Australia posts record-high jobs growth over six months, Treasury analysis shows
New analysis has revealed the Australian industries leading the employment boom as well as some other surprises.
Hiring sprees in the construction, retail and accommodation sectors have helped Australia eclipse previous employment records.
Treasury analysis of Australian Bureau of Statistics data has found the number of Australians in jobs grew by 234,000 or 1.7 per cent between May and November last year.
The construction industry led the way with an 8.4 per cent increase in workers after it hired 99,000 additional workers employed over the six-month period.
The number of employees in the retail trade and accommodation and food services sectors both climbed by 40,000, respective changes in size of 3.1 per cent and 4.4 per cent.
Treasury officials also compared Australia’s recent jobs growth figures with data from some of the world’s major advanced economies.
The analysis found Australia has had stronger employment growth than any of the seven advanced economies that form the G7 international forum such as the US and France.
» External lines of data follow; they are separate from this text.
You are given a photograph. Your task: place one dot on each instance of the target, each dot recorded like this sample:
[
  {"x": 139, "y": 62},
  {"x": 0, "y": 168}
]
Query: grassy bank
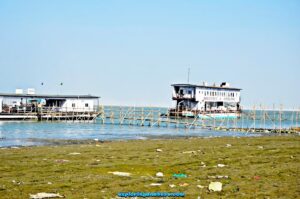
[{"x": 257, "y": 167}]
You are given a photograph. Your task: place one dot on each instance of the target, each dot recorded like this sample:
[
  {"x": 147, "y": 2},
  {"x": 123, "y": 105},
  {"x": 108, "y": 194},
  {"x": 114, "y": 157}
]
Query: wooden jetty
[{"x": 255, "y": 120}]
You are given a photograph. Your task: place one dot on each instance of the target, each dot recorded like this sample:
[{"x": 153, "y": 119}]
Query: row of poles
[{"x": 257, "y": 119}]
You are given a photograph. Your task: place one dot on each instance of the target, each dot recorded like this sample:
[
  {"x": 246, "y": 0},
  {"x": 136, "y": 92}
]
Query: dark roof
[
  {"x": 202, "y": 86},
  {"x": 48, "y": 96}
]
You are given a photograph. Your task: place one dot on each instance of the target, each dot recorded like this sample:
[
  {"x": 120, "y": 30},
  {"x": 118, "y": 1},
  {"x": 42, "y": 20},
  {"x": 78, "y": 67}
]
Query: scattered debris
[
  {"x": 179, "y": 175},
  {"x": 183, "y": 184},
  {"x": 184, "y": 152},
  {"x": 217, "y": 177},
  {"x": 45, "y": 195},
  {"x": 159, "y": 174},
  {"x": 62, "y": 161},
  {"x": 215, "y": 186},
  {"x": 221, "y": 165},
  {"x": 75, "y": 153},
  {"x": 200, "y": 186},
  {"x": 17, "y": 182},
  {"x": 118, "y": 173},
  {"x": 155, "y": 184},
  {"x": 203, "y": 165}
]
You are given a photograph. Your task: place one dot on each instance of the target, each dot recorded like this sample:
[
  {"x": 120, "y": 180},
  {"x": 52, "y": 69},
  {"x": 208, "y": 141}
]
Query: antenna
[{"x": 189, "y": 75}]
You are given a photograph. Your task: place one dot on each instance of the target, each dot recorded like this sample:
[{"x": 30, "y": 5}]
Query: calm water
[{"x": 22, "y": 133}]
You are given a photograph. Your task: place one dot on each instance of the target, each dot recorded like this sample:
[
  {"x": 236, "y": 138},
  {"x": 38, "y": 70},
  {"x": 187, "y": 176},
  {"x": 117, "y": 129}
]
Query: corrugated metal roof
[
  {"x": 210, "y": 87},
  {"x": 49, "y": 96}
]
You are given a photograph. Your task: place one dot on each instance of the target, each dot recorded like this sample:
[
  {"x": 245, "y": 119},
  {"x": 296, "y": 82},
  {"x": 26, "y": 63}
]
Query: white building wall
[
  {"x": 1, "y": 100},
  {"x": 213, "y": 95},
  {"x": 78, "y": 105}
]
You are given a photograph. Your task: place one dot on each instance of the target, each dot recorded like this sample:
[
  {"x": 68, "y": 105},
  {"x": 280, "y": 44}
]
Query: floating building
[
  {"x": 40, "y": 106},
  {"x": 206, "y": 101}
]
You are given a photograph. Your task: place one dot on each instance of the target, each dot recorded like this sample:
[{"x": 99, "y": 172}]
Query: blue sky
[{"x": 129, "y": 52}]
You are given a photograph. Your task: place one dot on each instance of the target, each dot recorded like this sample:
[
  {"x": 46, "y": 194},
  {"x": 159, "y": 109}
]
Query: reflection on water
[{"x": 18, "y": 133}]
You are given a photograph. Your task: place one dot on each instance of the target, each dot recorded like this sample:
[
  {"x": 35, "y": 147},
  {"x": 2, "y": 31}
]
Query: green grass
[{"x": 275, "y": 159}]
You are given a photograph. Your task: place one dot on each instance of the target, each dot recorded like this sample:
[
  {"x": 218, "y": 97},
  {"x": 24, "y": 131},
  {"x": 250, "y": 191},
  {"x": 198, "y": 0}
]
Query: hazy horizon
[{"x": 130, "y": 52}]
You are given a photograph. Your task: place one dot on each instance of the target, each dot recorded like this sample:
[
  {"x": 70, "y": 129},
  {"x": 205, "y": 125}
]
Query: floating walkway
[{"x": 260, "y": 121}]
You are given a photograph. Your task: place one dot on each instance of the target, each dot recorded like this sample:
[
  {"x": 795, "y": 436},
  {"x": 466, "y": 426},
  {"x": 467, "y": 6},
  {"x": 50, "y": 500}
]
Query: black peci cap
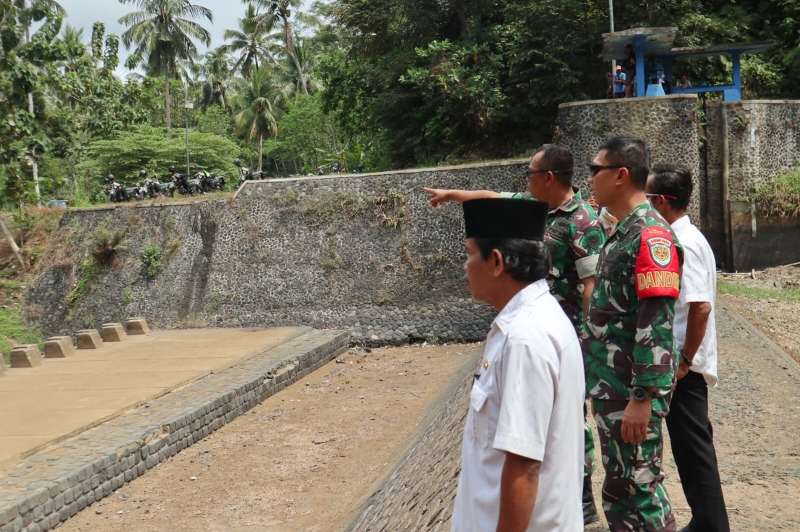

Labor has lauded the figures, saying they reflect the strongest growth — both in terms of the number of jobs created and growth in employment — for the first six months of any government since before 1972.
Comparable data before 1966 is not available so it was not possible for Treasury to compare last year’s data to that from earlier governments.
Jim Chalmers said having more Australians in good jobs would help the nation bolster its defences against global economic challenges as the pandemic, worldwide inflation problem and war in Ukraine all continue.
“We’re realistic about the challenges ahead of us this year, but we’re optimistic about the future of our nation and our economy,” he said on Sunday.
Both sides of politics have been eager to talk up Australia’s ultra-low unemployment rate, which was at 3.4 per cent in November.
The jobless rate dropped even lower the Coalition had predicted before the federal election as it spruiked Australia’s “remarkable” post-pandemic recovery.
Former treasurer Josh Frydenberg’s final budget projected the unemployment rate would drop to 3.75 per cent by the end of 2022, which would have been its lowest figure in 50 years.
But extremely low unemployment isn’t entirely good news at the moment.
The very tight labour market has been one of the driving factors behind the Reserve Bank of Australia’s decision to rapidly lift interest rates over eight consecutive months.
The RBA has been watching changes in the labour market to help it measure how strongly the economy is performing as it hikes interest rates in a bid to cool the economy and rein in sky-high inflation.
Australia is expected to have ended 2022 with an unemployment rate once again below 4 per cent when the ABS releases its December labour force data on Thursday.
The central bank’s board will meet again to make its next decision on interest rates on February 7.